While there is room to disagree on whether the glass of MDB reform is half-full or half-empty, what is important is the size of the glass. Our overall assessment is that the glass is still much too small. Our metrics of reforms suggest that there is undeniable activity, but that impact is falling short of what is required. A few green shoots offer potential for scaling in the five key areas listed above. The IMF/World Bank Spring Meetings should send signals that these shoots and other measures will grow fast.

2023 will be remembered as a year when the global community recognized the need for ambition and urgency in getting developing countries on track to meet sustainable development, climate, and biodiversity goals.

2024 needs to be the year when initial implementation of the reform agenda provides credible assurance that this vision will be realized.

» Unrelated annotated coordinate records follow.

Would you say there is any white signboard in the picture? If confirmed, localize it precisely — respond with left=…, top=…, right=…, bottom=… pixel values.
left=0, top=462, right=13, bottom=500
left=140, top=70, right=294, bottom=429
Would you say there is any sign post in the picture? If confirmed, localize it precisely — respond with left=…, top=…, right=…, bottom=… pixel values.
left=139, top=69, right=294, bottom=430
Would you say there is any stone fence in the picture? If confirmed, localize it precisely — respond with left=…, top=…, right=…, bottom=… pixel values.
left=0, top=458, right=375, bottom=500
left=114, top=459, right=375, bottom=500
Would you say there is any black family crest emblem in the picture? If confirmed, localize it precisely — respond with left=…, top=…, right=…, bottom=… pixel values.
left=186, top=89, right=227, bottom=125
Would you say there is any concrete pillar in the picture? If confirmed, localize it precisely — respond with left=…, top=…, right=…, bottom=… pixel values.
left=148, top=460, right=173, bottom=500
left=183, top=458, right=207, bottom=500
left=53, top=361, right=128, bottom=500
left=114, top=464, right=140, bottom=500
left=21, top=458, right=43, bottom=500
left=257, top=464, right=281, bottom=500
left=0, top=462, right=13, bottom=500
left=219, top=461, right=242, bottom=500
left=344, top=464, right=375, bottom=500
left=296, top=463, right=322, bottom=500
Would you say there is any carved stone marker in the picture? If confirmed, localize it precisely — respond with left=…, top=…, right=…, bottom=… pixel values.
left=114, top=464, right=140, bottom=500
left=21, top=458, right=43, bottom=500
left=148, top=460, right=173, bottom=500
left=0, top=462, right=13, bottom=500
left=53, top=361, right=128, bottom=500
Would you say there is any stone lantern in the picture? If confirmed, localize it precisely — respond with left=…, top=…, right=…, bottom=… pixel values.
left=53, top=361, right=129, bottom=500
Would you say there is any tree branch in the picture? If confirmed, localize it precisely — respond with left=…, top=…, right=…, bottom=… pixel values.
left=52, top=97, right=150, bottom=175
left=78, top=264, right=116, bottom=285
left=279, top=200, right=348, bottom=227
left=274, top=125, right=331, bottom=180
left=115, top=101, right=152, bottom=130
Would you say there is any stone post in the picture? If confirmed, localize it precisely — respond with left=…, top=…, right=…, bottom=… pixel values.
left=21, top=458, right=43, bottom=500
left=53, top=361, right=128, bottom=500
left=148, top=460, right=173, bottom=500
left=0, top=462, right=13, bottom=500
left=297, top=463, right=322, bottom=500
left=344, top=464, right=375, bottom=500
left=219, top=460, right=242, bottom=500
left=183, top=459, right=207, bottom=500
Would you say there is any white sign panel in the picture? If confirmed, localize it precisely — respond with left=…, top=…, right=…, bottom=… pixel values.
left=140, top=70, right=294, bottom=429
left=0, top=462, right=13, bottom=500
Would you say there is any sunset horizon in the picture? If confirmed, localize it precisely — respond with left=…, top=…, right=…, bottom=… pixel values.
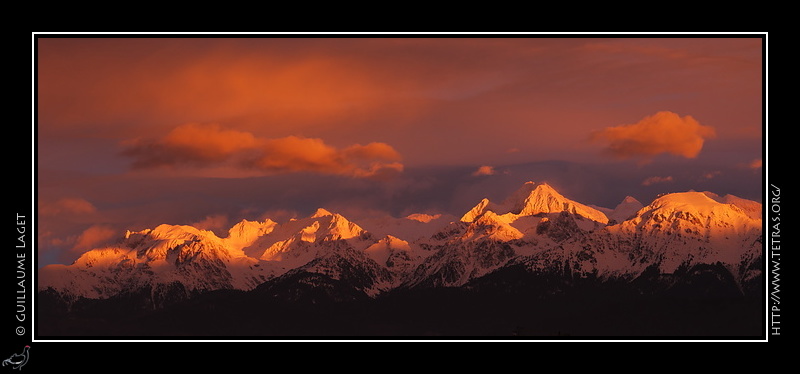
left=34, top=34, right=769, bottom=336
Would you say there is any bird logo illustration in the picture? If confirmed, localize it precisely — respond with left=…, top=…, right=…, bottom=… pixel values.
left=3, top=345, right=31, bottom=370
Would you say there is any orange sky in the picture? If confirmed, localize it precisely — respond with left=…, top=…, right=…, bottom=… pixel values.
left=35, top=35, right=763, bottom=264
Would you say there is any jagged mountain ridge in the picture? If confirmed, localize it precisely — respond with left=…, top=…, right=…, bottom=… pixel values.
left=39, top=182, right=762, bottom=299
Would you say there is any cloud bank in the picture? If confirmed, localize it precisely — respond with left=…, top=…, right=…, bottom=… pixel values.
left=123, top=124, right=403, bottom=178
left=591, top=111, right=716, bottom=162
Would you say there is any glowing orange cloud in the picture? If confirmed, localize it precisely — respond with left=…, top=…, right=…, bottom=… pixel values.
left=39, top=197, right=97, bottom=216
left=642, top=176, right=673, bottom=186
left=592, top=111, right=716, bottom=159
left=72, top=225, right=119, bottom=253
left=472, top=165, right=495, bottom=177
left=124, top=124, right=403, bottom=177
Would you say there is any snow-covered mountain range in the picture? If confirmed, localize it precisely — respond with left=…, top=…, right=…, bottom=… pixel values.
left=38, top=182, right=762, bottom=307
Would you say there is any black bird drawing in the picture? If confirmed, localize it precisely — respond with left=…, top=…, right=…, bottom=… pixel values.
left=3, top=345, right=31, bottom=369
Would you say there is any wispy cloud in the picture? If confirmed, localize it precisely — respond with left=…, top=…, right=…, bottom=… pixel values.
left=642, top=176, right=673, bottom=186
left=591, top=111, right=716, bottom=162
left=472, top=165, right=496, bottom=177
left=123, top=124, right=403, bottom=178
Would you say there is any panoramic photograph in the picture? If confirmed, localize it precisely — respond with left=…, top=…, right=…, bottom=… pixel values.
left=34, top=34, right=768, bottom=338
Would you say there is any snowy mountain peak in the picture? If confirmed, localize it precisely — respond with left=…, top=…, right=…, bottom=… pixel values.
left=461, top=198, right=489, bottom=222
left=504, top=182, right=608, bottom=223
left=311, top=208, right=333, bottom=218
left=461, top=181, right=608, bottom=224
left=631, top=191, right=761, bottom=232
left=606, top=196, right=644, bottom=222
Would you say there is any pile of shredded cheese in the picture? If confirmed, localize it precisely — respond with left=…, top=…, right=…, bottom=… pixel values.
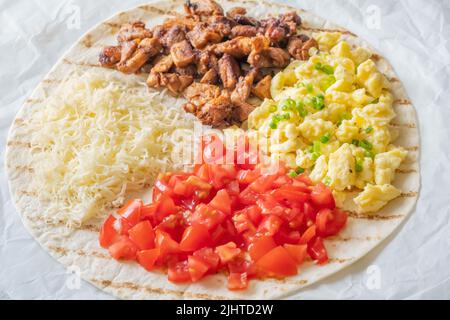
left=30, top=72, right=194, bottom=225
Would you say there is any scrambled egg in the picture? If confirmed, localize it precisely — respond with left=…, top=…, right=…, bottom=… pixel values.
left=248, top=32, right=407, bottom=213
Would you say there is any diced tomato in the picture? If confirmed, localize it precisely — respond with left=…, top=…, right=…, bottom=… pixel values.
left=188, top=256, right=209, bottom=282
left=180, top=224, right=211, bottom=252
left=117, top=199, right=143, bottom=226
left=237, top=169, right=261, bottom=185
left=209, top=189, right=231, bottom=215
left=298, top=224, right=316, bottom=244
left=128, top=220, right=155, bottom=250
left=239, top=187, right=258, bottom=206
left=167, top=260, right=192, bottom=283
left=99, top=134, right=347, bottom=290
left=216, top=242, right=241, bottom=264
left=248, top=175, right=278, bottom=193
left=256, top=246, right=297, bottom=277
left=193, top=248, right=220, bottom=271
left=284, top=243, right=307, bottom=265
left=228, top=272, right=248, bottom=291
left=316, top=209, right=347, bottom=237
left=308, top=237, right=328, bottom=264
left=99, top=214, right=119, bottom=249
left=248, top=236, right=277, bottom=261
left=155, top=194, right=178, bottom=221
left=137, top=248, right=159, bottom=271
left=294, top=173, right=312, bottom=186
left=189, top=203, right=225, bottom=230
left=155, top=229, right=180, bottom=258
left=311, top=183, right=336, bottom=209
left=141, top=202, right=158, bottom=219
left=303, top=202, right=317, bottom=222
left=258, top=214, right=283, bottom=236
left=271, top=186, right=310, bottom=203
left=109, top=236, right=138, bottom=260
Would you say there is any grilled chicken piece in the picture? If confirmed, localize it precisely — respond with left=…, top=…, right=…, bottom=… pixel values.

Our current assessment is that such an assurance would require a substantial stepping up of the pace and scope of ongoing actions both by the MDBs themselves and by their shareholders.

Read the full report here.

[1] We recognize that the geopolitical context and the calendar of near-term elections in many G20 members make major reform initiatives difficult. But against this we need to weigh the consequences of inadequate implementation - further erosion of trust in multilateral action and surging costs of delay in development and climate outcomes that will be no easier to pay after the delay.

[2] Some of the regional development banks are taking the lead. For example, the ADB’s experience in supporting scaled country platforms could provide lessons for other MDBs still struggling with these financing channels.